Some of those advantages include iOS 5 devices' (iPad, iPhone, iPod touch) natural capacity as controllers, the proven software platform, and the rigorous testing process all Apple-related apps go through, said Mike Tsingberg, founder and president of Key Digital, based in Mount Vernon, N.Y.
"The iPad is such a comfortable, well-working product, and it has all the elements people are looking for in a controller," he said, adding that the system is designed to use iPads as the main controller and iPhones and iPod touch devices as secondary controllers.
As a developer and manufacturer of digital A/V switchers, processors, cables, and HDMI connectivity products, Key Digital's other advantages is that the company has a long history of manufacturing products compatible with control systems, Tsingberg said.
"When two products are made in the same place, the user has more confidence in them," he said. "The products will probably work better together when they are tested together. One brand doesn't always test well with another, that's why testing is so important in the control market."
Key Digital recently increased its tech support staff to eight people, from five. They sit next to and train with the company's eight engineers. The technical support staff can quickly put them on the phone if a dealer has a question or problem in the field, Tsingberg said.
The two main hardware products Tsingberg referred to are the KD-MC2500 master controller (SRP $2,500) and the KD-HD8XBT HDMI matrix switcher, which is designed to greatly expand the capabilities and reach of the controller. Other key components of Compass Control include the Compass Navigator programming system, and the KD-WPCB and WPCW wallplates (due in September), for in-wall iPad mounting and charging.

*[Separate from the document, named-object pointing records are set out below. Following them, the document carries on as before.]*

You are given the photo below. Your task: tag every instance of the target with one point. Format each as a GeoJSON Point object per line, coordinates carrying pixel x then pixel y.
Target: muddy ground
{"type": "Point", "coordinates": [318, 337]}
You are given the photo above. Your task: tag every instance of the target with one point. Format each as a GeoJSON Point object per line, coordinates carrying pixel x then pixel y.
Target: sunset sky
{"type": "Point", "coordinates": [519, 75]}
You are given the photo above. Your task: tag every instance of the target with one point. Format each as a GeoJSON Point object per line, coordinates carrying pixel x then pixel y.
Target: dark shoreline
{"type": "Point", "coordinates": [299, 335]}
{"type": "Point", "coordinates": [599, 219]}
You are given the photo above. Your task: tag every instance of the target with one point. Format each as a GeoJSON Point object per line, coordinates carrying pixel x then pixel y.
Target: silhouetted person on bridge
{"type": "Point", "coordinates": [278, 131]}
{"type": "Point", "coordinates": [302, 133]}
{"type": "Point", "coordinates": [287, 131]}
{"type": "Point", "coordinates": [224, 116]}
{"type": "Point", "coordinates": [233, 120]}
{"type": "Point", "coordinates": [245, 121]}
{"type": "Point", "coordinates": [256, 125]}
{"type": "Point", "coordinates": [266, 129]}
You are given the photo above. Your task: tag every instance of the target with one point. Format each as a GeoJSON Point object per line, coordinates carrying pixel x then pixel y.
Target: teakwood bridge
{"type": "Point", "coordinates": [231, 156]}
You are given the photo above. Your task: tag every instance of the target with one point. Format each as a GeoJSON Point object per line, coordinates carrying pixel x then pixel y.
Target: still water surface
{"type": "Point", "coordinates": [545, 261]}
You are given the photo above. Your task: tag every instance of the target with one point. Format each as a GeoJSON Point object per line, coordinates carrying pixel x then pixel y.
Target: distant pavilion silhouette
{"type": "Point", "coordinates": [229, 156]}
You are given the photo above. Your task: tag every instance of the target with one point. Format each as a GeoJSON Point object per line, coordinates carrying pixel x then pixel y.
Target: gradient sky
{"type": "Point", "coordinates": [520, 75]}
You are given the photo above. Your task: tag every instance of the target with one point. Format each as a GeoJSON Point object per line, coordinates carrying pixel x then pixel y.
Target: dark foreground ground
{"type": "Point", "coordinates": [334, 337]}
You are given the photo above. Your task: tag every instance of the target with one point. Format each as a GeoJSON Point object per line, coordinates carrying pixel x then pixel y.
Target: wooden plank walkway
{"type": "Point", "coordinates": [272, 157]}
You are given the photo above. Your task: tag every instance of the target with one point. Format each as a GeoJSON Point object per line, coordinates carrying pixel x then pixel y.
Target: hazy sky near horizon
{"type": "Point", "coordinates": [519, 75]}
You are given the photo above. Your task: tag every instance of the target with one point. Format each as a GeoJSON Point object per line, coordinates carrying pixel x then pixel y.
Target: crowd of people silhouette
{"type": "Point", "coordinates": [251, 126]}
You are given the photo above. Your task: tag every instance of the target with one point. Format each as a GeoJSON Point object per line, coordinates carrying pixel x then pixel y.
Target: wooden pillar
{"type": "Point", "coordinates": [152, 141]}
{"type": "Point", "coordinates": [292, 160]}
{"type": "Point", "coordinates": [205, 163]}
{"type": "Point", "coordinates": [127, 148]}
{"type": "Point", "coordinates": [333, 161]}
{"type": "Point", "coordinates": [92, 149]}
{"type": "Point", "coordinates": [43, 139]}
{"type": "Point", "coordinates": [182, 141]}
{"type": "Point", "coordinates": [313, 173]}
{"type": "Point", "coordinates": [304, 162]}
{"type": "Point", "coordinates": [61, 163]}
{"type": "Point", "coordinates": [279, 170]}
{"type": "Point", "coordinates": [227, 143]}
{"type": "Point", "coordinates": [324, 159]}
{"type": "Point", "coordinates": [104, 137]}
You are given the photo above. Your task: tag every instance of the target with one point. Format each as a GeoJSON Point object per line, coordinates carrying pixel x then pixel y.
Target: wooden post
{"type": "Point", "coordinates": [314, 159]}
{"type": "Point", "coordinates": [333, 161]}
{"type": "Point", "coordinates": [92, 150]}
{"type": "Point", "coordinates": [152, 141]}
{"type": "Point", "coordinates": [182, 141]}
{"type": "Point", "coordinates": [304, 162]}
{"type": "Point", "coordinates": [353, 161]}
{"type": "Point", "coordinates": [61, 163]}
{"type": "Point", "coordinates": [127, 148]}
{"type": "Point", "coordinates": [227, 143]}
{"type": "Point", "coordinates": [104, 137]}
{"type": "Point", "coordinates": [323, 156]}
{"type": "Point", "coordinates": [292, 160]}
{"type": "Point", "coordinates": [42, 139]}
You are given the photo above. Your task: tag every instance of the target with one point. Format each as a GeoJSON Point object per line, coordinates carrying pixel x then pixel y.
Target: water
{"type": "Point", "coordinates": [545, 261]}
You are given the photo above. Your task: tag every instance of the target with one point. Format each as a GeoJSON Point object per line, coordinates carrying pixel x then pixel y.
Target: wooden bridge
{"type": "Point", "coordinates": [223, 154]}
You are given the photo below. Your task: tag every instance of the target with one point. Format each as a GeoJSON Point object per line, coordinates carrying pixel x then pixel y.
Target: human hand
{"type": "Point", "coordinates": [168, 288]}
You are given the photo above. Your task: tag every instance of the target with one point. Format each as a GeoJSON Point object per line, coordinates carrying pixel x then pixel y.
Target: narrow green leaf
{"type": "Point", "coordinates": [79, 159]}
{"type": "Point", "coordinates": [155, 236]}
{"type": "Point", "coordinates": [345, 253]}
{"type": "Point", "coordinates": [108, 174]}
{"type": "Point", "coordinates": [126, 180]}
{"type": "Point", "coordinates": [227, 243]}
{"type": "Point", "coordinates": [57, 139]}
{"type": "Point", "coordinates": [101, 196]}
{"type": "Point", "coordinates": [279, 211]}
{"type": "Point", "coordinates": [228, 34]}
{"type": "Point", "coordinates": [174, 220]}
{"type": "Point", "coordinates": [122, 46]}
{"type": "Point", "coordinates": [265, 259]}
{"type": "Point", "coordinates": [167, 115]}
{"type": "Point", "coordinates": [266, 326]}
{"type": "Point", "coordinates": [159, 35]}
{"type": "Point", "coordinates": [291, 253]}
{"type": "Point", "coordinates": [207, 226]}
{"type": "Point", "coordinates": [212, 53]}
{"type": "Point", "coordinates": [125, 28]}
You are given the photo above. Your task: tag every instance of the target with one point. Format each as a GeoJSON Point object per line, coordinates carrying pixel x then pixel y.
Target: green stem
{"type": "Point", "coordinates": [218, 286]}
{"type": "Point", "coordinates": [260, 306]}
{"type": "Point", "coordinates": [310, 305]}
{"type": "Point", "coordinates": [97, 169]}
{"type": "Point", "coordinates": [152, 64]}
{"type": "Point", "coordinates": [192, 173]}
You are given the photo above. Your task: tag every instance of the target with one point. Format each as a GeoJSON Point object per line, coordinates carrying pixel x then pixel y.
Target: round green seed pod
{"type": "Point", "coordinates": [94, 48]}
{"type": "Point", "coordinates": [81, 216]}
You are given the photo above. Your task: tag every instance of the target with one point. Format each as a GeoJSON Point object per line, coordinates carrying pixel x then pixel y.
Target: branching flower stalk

Key Digital charges $300 for each iOS device license. The Compass Control app is free from the Apple App Store. Dealers are required to undergo free Web-based and/or face-to-face training. Glenn Gentilin, Key Digital's national training manager, said he and his team recently held trainings for about 100 dealers. "The easier we make it (the programming and installation process) for dealers, the better," he said.
The company will sell the system direct to dealers and through AVAD. Compass Control is also suitable for the commercial market. Key Digital plans to make the higher-end MC5000 master controller available for that market later this fall.
The Compass Alliance Partners (CAP) Program includes driver support for control/HVAC from Aprilaire, Lutron and MechoShade Home Solutions; power conditioning from Furman, Panamax and SurgeX; audio from Boston Acoustics, Denon, Integra, iPort, Marantz, Onkyo and Russound; conferencing from ClearOne; networking from Luxul and Pakedge; surveillance from ICRealtime; video from Key Digital, LG, Primeview, and WolfVision.
Key Digital has no immediate plans to launch an Android-based version of Compass Control, saying the platform is not yet ready to support a full-blown control system.
"Android is not there yet. I don't know when they will, but they do have to be there," he said, adding that Key Digital will seriously think of using the platform when it's ready. "But iOS is ready. It's a good, quality infrastructure."
The secret sauce is the interface to the system, Tsingberg said, which is the fully customizable and includes pre-set and customizable templates. "If you don't make (the entire system) plug-and-play, the dealers will be stuck at the (customer's house) for three weeks," he said.